Stille durfte entstehen.
Was im LEGO® SERIOUS PLAY® Workshop sichtbar wurde.
Ein Moment, der im C-Level-Workshop Klarheit schuf.
Nach Ablauf der Bauzeit wurden die Modelle vorgestellt. Sachlich, strukturiert, lösungsorientiert.
Als die Teilnehmerin mit der schwarzen Bodenplatte an der Reihe war, nahm sie diese in die Hand, drehte sie und begann zu sprechen. Erst langsam, dann suprudelte es förmlich aus ihr raus.
Was folgte, war eine klare, reflektierte Einordnung der Situation:
- anhaltender Frust, weil Dinge anders kommuniziert worden waren, als sie später umgesetzt wurden.
- eine hohe persönliche Verantwortung für das aktuelle fehlende Ergebnis.
- das Gefühl, sich in einer Sackgasse zu befinden.
- gleichzeitig ein tiefes Verständnis für die Herausforderungen des gesamten Führungsteams.
Aus den kalkulierten drei Minuten zur Erklärung des Modells wurden schnell 15.
Diese Zeit nahmen wir uns bewusst, denn die Erkenntnisse, die in der schwarzen Bodenplatte steckten, hatten es in sich.
So wurde die schwarze Bodenplatte zum präzisesten Ausdruck der aktuellen Lage.
Zentrale Erkenntnisse
Was sichtbar wurde, als die Diskussion stoppte.
Innerhalb weniger Minuten wurden Themen sichtbar, die zuvor nicht ausgesprochen worden waren:
- die eigentlichen Ursachen der Blockade.
- strukturelle Spannungen im Führungsteam.
- bisher unausgesprochene Annahmen und Erwartungshaltungen.

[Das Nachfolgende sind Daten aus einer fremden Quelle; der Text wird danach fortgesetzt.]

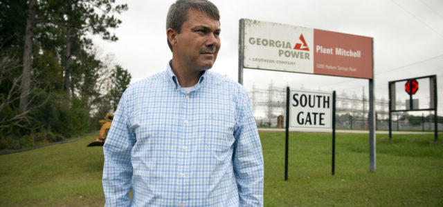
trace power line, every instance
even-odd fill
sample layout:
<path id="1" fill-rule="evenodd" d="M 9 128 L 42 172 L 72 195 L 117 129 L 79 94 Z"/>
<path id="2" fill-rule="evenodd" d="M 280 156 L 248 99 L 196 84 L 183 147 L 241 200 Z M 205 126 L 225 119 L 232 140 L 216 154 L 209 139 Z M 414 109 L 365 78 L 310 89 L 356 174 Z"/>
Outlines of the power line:
<path id="1" fill-rule="evenodd" d="M 434 13 L 435 13 L 437 15 L 438 15 L 439 17 L 443 18 L 443 16 L 440 15 L 440 14 L 439 14 L 438 12 L 437 12 L 435 10 L 434 10 L 431 6 L 429 6 L 429 5 L 428 5 L 426 2 L 423 1 L 422 0 L 420 0 L 420 1 L 422 1 L 422 3 L 423 3 L 423 4 L 426 5 L 431 11 L 434 12 Z"/>
<path id="2" fill-rule="evenodd" d="M 382 73 L 385 73 L 385 72 L 391 72 L 391 71 L 394 71 L 394 70 L 399 70 L 399 69 L 401 69 L 401 68 L 406 68 L 406 67 L 412 66 L 413 66 L 413 65 L 417 65 L 417 64 L 418 64 L 418 63 L 421 63 L 426 62 L 426 61 L 430 61 L 430 60 L 433 60 L 433 59 L 434 59 L 439 58 L 439 57 L 443 57 L 443 54 L 440 55 L 437 55 L 437 56 L 435 56 L 435 57 L 431 57 L 431 58 L 428 58 L 428 59 L 424 59 L 424 60 L 422 60 L 422 61 L 417 61 L 417 62 L 415 62 L 415 63 L 409 63 L 409 64 L 406 65 L 406 66 L 400 66 L 400 67 L 398 67 L 398 68 L 392 68 L 392 69 L 391 69 L 391 70 L 385 70 L 385 71 L 383 71 L 383 72 L 377 72 L 377 73 L 376 73 L 375 75 L 380 75 L 380 74 L 382 74 Z"/>
<path id="3" fill-rule="evenodd" d="M 391 0 L 391 1 L 392 1 L 394 3 L 395 3 L 397 6 L 398 6 L 400 8 L 401 8 L 403 10 L 404 10 L 405 12 L 408 12 L 409 14 L 410 14 L 411 16 L 413 16 L 414 18 L 415 18 L 415 19 L 417 19 L 417 21 L 419 21 L 419 22 L 421 22 L 422 23 L 424 24 L 426 26 L 427 26 L 428 28 L 431 29 L 433 31 L 435 32 L 435 33 L 437 33 L 438 35 L 440 35 L 440 37 L 443 37 L 443 35 L 442 35 L 442 34 L 440 34 L 440 32 L 438 32 L 437 30 L 435 30 L 434 28 L 431 28 L 429 25 L 428 25 L 427 23 L 426 23 L 426 22 L 422 21 L 421 19 L 418 19 L 418 17 L 417 17 L 415 15 L 414 15 L 413 13 L 411 13 L 410 12 L 406 10 L 404 8 L 403 8 L 401 6 L 400 6 L 398 3 L 394 1 L 394 0 Z"/>

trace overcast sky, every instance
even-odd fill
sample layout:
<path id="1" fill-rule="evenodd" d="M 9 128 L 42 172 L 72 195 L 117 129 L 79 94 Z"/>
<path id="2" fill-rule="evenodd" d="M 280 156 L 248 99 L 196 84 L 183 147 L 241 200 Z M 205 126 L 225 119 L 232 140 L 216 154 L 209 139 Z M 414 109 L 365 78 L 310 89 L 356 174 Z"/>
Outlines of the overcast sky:
<path id="1" fill-rule="evenodd" d="M 117 42 L 94 38 L 96 46 L 128 70 L 132 83 L 165 69 L 172 53 L 166 43 L 166 14 L 174 1 L 132 0 L 114 30 Z M 304 0 L 212 1 L 221 15 L 222 48 L 210 70 L 237 80 L 238 26 L 242 18 L 374 38 L 375 96 L 388 99 L 389 81 L 437 75 L 438 114 L 443 115 L 443 1 Z M 368 80 L 245 69 L 250 90 L 289 85 L 340 95 L 368 95 Z M 422 89 L 428 87 L 420 87 Z M 422 92 L 422 91 L 421 91 Z M 422 92 L 424 92 L 423 91 Z M 420 112 L 421 114 L 421 112 Z M 426 115 L 426 113 L 425 113 Z"/>

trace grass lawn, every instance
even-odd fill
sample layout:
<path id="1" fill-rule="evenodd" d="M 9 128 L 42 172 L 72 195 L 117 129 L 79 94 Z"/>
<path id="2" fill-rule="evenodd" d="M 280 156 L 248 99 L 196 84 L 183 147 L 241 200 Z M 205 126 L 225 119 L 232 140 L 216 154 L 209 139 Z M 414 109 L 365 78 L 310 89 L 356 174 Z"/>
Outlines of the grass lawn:
<path id="1" fill-rule="evenodd" d="M 102 148 L 86 147 L 96 136 L 0 156 L 0 206 L 103 206 Z M 332 176 L 331 135 L 291 133 L 287 181 L 284 133 L 260 137 L 265 206 L 443 206 L 443 145 L 433 135 L 377 135 L 373 173 L 368 135 L 337 134 Z"/>

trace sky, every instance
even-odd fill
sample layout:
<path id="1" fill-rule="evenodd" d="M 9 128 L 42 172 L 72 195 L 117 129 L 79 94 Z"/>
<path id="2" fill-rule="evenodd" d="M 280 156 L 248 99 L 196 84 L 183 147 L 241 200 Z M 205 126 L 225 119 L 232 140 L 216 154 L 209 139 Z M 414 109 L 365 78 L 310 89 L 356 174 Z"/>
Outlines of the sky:
<path id="1" fill-rule="evenodd" d="M 122 23 L 111 30 L 119 40 L 109 42 L 93 37 L 97 50 L 111 57 L 113 63 L 131 73 L 132 83 L 164 70 L 172 59 L 166 43 L 165 22 L 169 6 L 174 1 L 117 1 L 127 3 L 129 8 L 116 14 Z M 374 41 L 376 98 L 388 100 L 390 81 L 437 75 L 437 113 L 443 116 L 443 1 L 212 2 L 220 11 L 222 28 L 222 47 L 210 69 L 214 72 L 237 80 L 239 19 L 242 18 L 370 37 Z M 253 84 L 256 88 L 266 89 L 271 82 L 275 87 L 336 90 L 338 95 L 345 92 L 359 97 L 363 91 L 368 94 L 367 79 L 244 69 L 244 86 L 247 90 L 251 90 Z M 424 81 L 422 85 L 426 84 L 428 83 Z M 399 91 L 402 90 L 403 86 L 397 87 Z M 426 94 L 426 90 L 428 87 L 419 88 L 421 93 Z M 428 97 L 420 98 L 421 103 L 428 101 Z"/>

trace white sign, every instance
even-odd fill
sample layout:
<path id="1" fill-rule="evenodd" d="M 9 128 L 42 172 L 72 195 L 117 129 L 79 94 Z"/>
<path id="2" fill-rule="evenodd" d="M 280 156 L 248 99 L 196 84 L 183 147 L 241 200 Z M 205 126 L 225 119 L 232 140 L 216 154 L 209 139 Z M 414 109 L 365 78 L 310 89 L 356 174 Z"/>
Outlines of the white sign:
<path id="1" fill-rule="evenodd" d="M 243 66 L 372 79 L 372 38 L 244 19 Z"/>
<path id="2" fill-rule="evenodd" d="M 289 129 L 332 129 L 332 94 L 291 90 Z"/>
<path id="3" fill-rule="evenodd" d="M 244 67 L 314 73 L 314 30 L 244 19 Z"/>

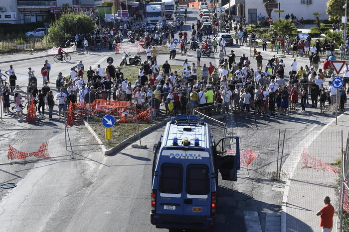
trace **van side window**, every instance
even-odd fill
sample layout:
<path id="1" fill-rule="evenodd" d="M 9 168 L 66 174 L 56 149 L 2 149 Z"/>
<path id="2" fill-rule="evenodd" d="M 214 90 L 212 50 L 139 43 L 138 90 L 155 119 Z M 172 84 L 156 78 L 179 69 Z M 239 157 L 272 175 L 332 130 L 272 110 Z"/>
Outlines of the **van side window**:
<path id="1" fill-rule="evenodd" d="M 208 167 L 206 165 L 190 164 L 186 170 L 186 193 L 206 195 L 209 192 Z"/>
<path id="2" fill-rule="evenodd" d="M 159 190 L 164 193 L 180 193 L 183 186 L 183 166 L 164 163 L 161 166 Z"/>

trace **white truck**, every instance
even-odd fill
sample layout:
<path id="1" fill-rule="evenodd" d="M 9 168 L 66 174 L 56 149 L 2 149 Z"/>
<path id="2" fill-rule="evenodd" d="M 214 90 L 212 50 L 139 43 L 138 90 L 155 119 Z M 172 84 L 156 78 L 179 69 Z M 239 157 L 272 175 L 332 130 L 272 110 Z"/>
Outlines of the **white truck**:
<path id="1" fill-rule="evenodd" d="M 165 17 L 166 19 L 173 19 L 175 12 L 174 0 L 164 0 L 165 5 Z"/>
<path id="2" fill-rule="evenodd" d="M 165 19 L 165 4 L 163 2 L 151 2 L 146 4 L 147 22 L 151 24 L 161 23 Z"/>

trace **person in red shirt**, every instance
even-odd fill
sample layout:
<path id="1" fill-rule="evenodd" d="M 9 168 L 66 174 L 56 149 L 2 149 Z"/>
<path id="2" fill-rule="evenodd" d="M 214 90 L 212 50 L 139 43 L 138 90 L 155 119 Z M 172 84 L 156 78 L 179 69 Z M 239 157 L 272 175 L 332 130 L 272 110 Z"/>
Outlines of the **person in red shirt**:
<path id="1" fill-rule="evenodd" d="M 209 66 L 208 66 L 208 77 L 211 77 L 211 74 L 212 74 L 212 73 L 213 73 L 215 68 L 215 67 L 213 66 L 213 65 L 212 64 L 212 62 L 210 62 Z"/>
<path id="2" fill-rule="evenodd" d="M 330 197 L 325 197 L 324 203 L 325 206 L 316 214 L 316 216 L 320 216 L 320 227 L 322 227 L 323 232 L 331 232 L 333 226 L 335 208 L 331 205 Z"/>

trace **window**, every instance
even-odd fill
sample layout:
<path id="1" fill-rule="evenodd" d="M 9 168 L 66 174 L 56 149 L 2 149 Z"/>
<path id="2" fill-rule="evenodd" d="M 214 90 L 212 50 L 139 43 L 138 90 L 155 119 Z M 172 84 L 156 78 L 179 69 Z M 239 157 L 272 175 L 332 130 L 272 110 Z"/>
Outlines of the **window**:
<path id="1" fill-rule="evenodd" d="M 186 170 L 186 193 L 206 195 L 209 192 L 208 167 L 205 165 L 188 165 Z"/>
<path id="2" fill-rule="evenodd" d="M 180 193 L 183 185 L 183 167 L 174 163 L 164 163 L 161 167 L 159 190 L 164 193 Z"/>

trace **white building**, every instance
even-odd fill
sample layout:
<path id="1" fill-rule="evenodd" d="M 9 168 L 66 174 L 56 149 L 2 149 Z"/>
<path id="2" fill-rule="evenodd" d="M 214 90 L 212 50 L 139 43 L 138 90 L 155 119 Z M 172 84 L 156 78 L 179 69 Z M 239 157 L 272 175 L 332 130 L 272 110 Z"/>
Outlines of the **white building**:
<path id="1" fill-rule="evenodd" d="M 62 6 L 94 7 L 103 0 L 0 0 L 0 23 L 24 23 L 44 21 L 50 14 L 58 13 Z"/>
<path id="2" fill-rule="evenodd" d="M 255 24 L 257 21 L 257 15 L 260 13 L 263 16 L 268 16 L 264 4 L 262 0 L 230 0 L 230 7 L 233 7 L 234 14 L 246 17 L 246 23 Z M 277 0 L 280 3 L 280 9 L 285 12 L 280 13 L 280 17 L 285 18 L 287 14 L 291 13 L 300 19 L 302 17 L 305 20 L 315 20 L 313 15 L 314 12 L 319 12 L 321 14 L 320 20 L 328 19 L 328 15 L 326 11 L 327 8 L 328 0 Z M 228 1 L 229 2 L 229 1 Z M 229 4 L 224 5 L 226 11 Z M 279 13 L 274 12 L 277 9 L 273 9 L 271 12 L 271 17 L 274 20 L 279 18 Z"/>

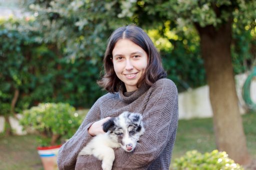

- realistische Handlungsoptionen.
Erkenntnisse, für die in klassischen Formaten häufig mehrere Meetings notwendig sind, entstanden hier in einem klar fokussierten Moment mit wenigen Klemmbausteinen.
Unverbindlich · 20–30 Minuten · Klarheit zu Format & Vorgehen
Warum LEGO® SERIOUS PLAY® hier wirksam war.
Wenn Denken, Fühlen und Entscheiden gleichzeitig stattfinden.
Die Wirkung entstand nicht durch die Anzahl der Steine, sondern durch deren Bedeutung.
LEGO® SERIOUS PLAY® ermöglicht:
- gleichzeitiges Denken, Fühlen und Reflektieren und schafft so Fokus, Klarheit und Gesprächsraum.
- eine gleichberechtigte Beteiligung aller Teilnehmenden am Gesamtergebnis des Tagesworkshops.
- das Sichtbarmachen komplexer Zusammenhänge, die zuvor nur als „Bauchgefühl“ vorhanden waren.
- einen strukturierten Zugang zu Emotionen, ohne diese zu dramatisieren.
Zentral dabei ist die Erkenntnis: Das Modell ist nicht das Ergebnis. Auch ein bewusst reduziertes oder „leeres“ Modell ist eine valide und wirksame Aussage.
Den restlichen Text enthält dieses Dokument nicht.